When you've stopped the bleeding, flush out the wound with an antiseptic wash and apply an antiseptic ointment. Trim the hair around the cut with scissors and secure a non-adhesive pad over the wound with gauze. Wrap a self-adhesive bandage over the area to anchor the dressing until you get to the veterinarian.
As for puncture wounds, again staunch the bleeding and take the dog immediately to the veterinary hospital for treatment. If you can't find the cause of the wound, it may mean something has broken off inside the body cavity, which could lead to serious infection. Large objects, such as sticks or arrows, should be left in place if they are still stuck in the dog, as major bleeding could result if they're removed.
Step 1: After cleaning the wound and trimming the hair around it, secure a non-adhesive pad using gauze as a bandage. Begin at the toes and work up to above the joint.
Step 2: Cover the gauze with a self-adhesive wrap to protect the wound and hold the dressing in place. It works well because it doesn't stick to hair and allows skin to breathe.
Step 3: The bandage should be tight enough to stop the bleeding, but flexible enough that, when combined with adequate padding, it will not hinder circulation.
While all broken bones demand attention, fractures in the pelvis or spine are especially serious because they can paralyze or kill your dog. If you suspect such a fracture, secure the dog to a makeshift stretcher with bandages and get it to a veterinarian immediately. To build a stretcher, you can use a blanket or coat pulled tight and tied between two strong sticks. Make sure the stretcher is large enough to let the dog rest on its side.
If your dog has broken a paw or limb, kennel or crate it before bringing it to a vet. If you don't have a way to confine the dog, splint the broken limb by padding it with cotton or several layers of gauze and placing two straight, flat sticks on each side of the leg. Finally, secure the splint with tape.
As for compound fractures (where the bone has broken through the skin), gently wrap the affected area with a thick bandage to keep the wound from getting infected.
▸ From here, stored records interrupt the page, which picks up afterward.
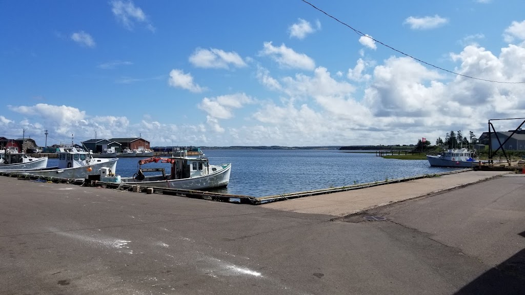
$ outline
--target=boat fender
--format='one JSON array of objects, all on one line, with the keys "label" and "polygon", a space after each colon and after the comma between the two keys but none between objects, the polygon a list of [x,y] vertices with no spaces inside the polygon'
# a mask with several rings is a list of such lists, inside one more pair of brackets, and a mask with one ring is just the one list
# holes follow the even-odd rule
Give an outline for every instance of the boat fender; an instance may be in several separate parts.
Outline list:
[{"label": "boat fender", "polygon": [[139,169],[139,172],[137,173],[136,176],[135,176],[135,179],[139,181],[142,181],[144,180],[144,178],[145,178],[145,176],[144,176],[144,173],[142,173],[142,171]]}]

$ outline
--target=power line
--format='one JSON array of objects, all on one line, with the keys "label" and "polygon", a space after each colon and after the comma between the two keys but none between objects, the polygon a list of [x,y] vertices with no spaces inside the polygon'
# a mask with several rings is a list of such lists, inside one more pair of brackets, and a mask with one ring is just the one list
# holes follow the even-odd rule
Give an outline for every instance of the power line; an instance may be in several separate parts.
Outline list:
[{"label": "power line", "polygon": [[418,58],[417,58],[416,57],[413,57],[413,56],[411,56],[411,55],[410,55],[409,54],[406,54],[406,53],[405,53],[405,52],[403,52],[402,51],[398,50],[394,48],[394,47],[392,47],[392,46],[390,46],[388,45],[387,45],[386,44],[385,44],[384,43],[381,42],[381,41],[378,41],[377,40],[376,40],[375,39],[374,39],[373,38],[370,37],[370,36],[368,36],[368,35],[365,35],[365,34],[363,34],[362,33],[361,33],[361,31],[360,31],[359,30],[356,30],[356,29],[352,28],[352,27],[351,27],[349,25],[347,25],[345,23],[343,23],[343,22],[341,22],[341,20],[339,20],[337,18],[333,17],[333,16],[332,16],[331,15],[328,14],[328,13],[327,13],[326,12],[325,12],[322,9],[317,7],[315,5],[314,5],[313,4],[310,3],[310,2],[308,2],[306,0],[301,0],[301,1],[302,1],[303,2],[307,4],[309,4],[310,6],[312,6],[314,8],[315,8],[315,9],[319,10],[320,12],[324,13],[324,14],[326,14],[329,17],[333,18],[333,19],[334,19],[336,21],[337,21],[338,22],[342,24],[342,25],[348,27],[351,29],[352,29],[352,30],[353,30],[354,32],[355,32],[355,34],[358,34],[358,35],[362,36],[362,37],[366,37],[367,38],[370,38],[370,39],[373,40],[374,41],[377,42],[377,43],[379,43],[380,44],[383,45],[383,46],[388,47],[388,48],[390,48],[391,49],[392,49],[392,50],[394,50],[395,51],[398,52],[399,52],[399,53],[400,53],[400,54],[402,54],[402,55],[404,55],[405,56],[407,56],[407,57],[410,57],[410,58],[412,58],[413,59],[417,60],[417,61],[419,61],[419,62],[422,62],[423,64],[425,64],[425,65],[427,65],[430,66],[431,67],[434,67],[434,68],[436,68],[436,69],[440,69],[440,70],[441,70],[442,71],[445,71],[446,72],[449,72],[450,73],[453,73],[454,75],[457,75],[458,76],[460,76],[461,77],[464,77],[465,78],[470,78],[470,79],[475,79],[475,80],[481,80],[481,81],[485,81],[486,82],[492,82],[493,83],[504,83],[504,84],[523,84],[523,83],[525,83],[525,82],[506,82],[506,81],[495,81],[494,80],[488,80],[488,79],[482,79],[481,78],[476,78],[475,77],[471,77],[471,76],[467,76],[466,75],[463,75],[463,74],[460,74],[459,73],[457,73],[456,72],[454,72],[454,71],[450,71],[450,70],[447,70],[446,69],[444,69],[443,68],[441,68],[440,67],[438,67],[437,66],[435,66],[435,65],[433,65],[432,64],[429,64],[428,62],[427,62],[426,61],[423,61],[423,60],[421,60],[421,59],[419,59]]}]

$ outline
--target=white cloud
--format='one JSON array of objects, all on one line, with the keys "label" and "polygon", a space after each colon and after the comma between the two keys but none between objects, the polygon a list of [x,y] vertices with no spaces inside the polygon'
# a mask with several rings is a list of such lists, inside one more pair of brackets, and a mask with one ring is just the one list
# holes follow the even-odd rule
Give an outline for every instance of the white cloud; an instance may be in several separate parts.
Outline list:
[{"label": "white cloud", "polygon": [[270,75],[270,71],[260,66],[257,66],[257,78],[261,84],[267,88],[275,90],[281,89],[281,85]]},{"label": "white cloud", "polygon": [[29,117],[39,117],[46,121],[57,124],[70,125],[83,120],[86,112],[76,108],[63,106],[53,106],[38,103],[33,106],[8,106],[9,109],[17,113]]},{"label": "white cloud", "polygon": [[215,98],[205,97],[198,108],[216,119],[227,119],[233,117],[233,109],[240,109],[255,100],[244,93],[224,95]]},{"label": "white cloud", "polygon": [[109,70],[114,69],[119,66],[130,66],[131,65],[133,65],[133,62],[131,62],[131,61],[127,61],[125,60],[113,60],[107,62],[104,62],[103,64],[100,64],[97,66],[97,67],[104,70]]},{"label": "white cloud", "polygon": [[218,133],[224,133],[224,128],[220,127],[219,121],[211,115],[206,116],[206,122],[212,128],[212,130]]},{"label": "white cloud", "polygon": [[13,123],[13,122],[14,121],[13,120],[9,120],[8,119],[5,118],[5,117],[0,115],[0,126],[2,126],[2,127],[5,127],[7,125],[11,123]]},{"label": "white cloud", "polygon": [[199,68],[227,69],[229,65],[237,68],[247,66],[243,58],[235,51],[226,52],[216,48],[197,48],[190,56],[189,60]]},{"label": "white cloud", "polygon": [[368,74],[363,75],[363,71],[369,66],[369,63],[360,58],[358,60],[357,64],[353,69],[349,69],[346,77],[353,81],[366,81],[370,79],[370,75]]},{"label": "white cloud", "polygon": [[361,38],[359,38],[359,43],[374,50],[377,48],[377,45],[375,45],[375,41],[374,41],[371,36],[368,35],[361,36]]},{"label": "white cloud", "polygon": [[476,40],[484,39],[485,37],[485,35],[482,34],[475,34],[465,36],[463,39],[458,41],[458,42],[462,46],[466,46],[467,45],[477,44]]},{"label": "white cloud", "polygon": [[298,73],[295,77],[287,77],[281,80],[285,86],[282,91],[291,98],[345,97],[355,90],[351,84],[334,79],[323,67],[316,69],[312,77]]},{"label": "white cloud", "polygon": [[95,41],[93,37],[84,31],[73,33],[71,35],[71,39],[83,46],[91,48],[95,47]]},{"label": "white cloud", "polygon": [[521,23],[512,22],[509,27],[505,29],[503,34],[505,42],[510,43],[514,40],[525,40],[525,20]]},{"label": "white cloud", "polygon": [[441,17],[438,15],[434,16],[416,17],[409,16],[405,19],[404,24],[410,25],[410,28],[414,30],[425,30],[433,29],[443,26],[448,22],[448,19]]},{"label": "white cloud", "polygon": [[321,29],[321,23],[318,20],[316,22],[316,28],[314,28],[307,22],[302,18],[299,18],[297,22],[288,28],[290,31],[290,38],[296,37],[298,39],[304,39],[306,35],[314,33]]},{"label": "white cloud", "polygon": [[155,27],[142,9],[135,6],[131,0],[114,0],[111,4],[113,14],[128,29],[133,29],[135,23],[140,23],[144,24],[149,30],[155,31]]},{"label": "white cloud", "polygon": [[260,54],[270,56],[281,67],[303,70],[313,70],[315,68],[315,62],[306,54],[297,53],[284,44],[276,47],[271,43],[265,42],[264,48],[260,51]]},{"label": "white cloud", "polygon": [[170,72],[168,82],[170,86],[182,88],[192,92],[202,92],[206,90],[206,88],[201,87],[198,84],[193,82],[193,77],[191,73],[184,73],[182,70],[172,70]]}]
Hunting dogs often run through bushes or tall grasses that can easily injure their eyes. If you find foreign matter on the surface of the dog's eye, thoroughly flush the eye with a saline solution until it's clear. If you can see an object imbedded in the eyelid, carefully try to remove it with tweezers or a hemostat.
If the object is imbedded in the eye itself, however, leave it and go directly to your veterinarian. In such a case, keep the dog calm and comfortable, and crate it if possible. If no kennel is available, find a place for the dog to comfortably lie down; restraints will only cause more stress and exacerbate the situation.
Hunting dogs are always using their noses and, consequently, they often inhale unwanted objects into their nasal cavities. Dogs that run in the outdoors are also likely to get thorns in their feet and the likes of foxtail spikes in their ears—not to mention the occasional bee sting—just about anywhere on their bodies. And what kind of hunting dog doesn't have the odd run-in with a porcupine?
The good news is you can usually remove any of these small yet visible foreign bodies. Just use a hemostat and apply a cold compress to reduce any swelling; also use an antihistamine for insect stings. And again—it can't be stressed enough—take your dog to the vet (and point out any objects you couldn't remove yourself).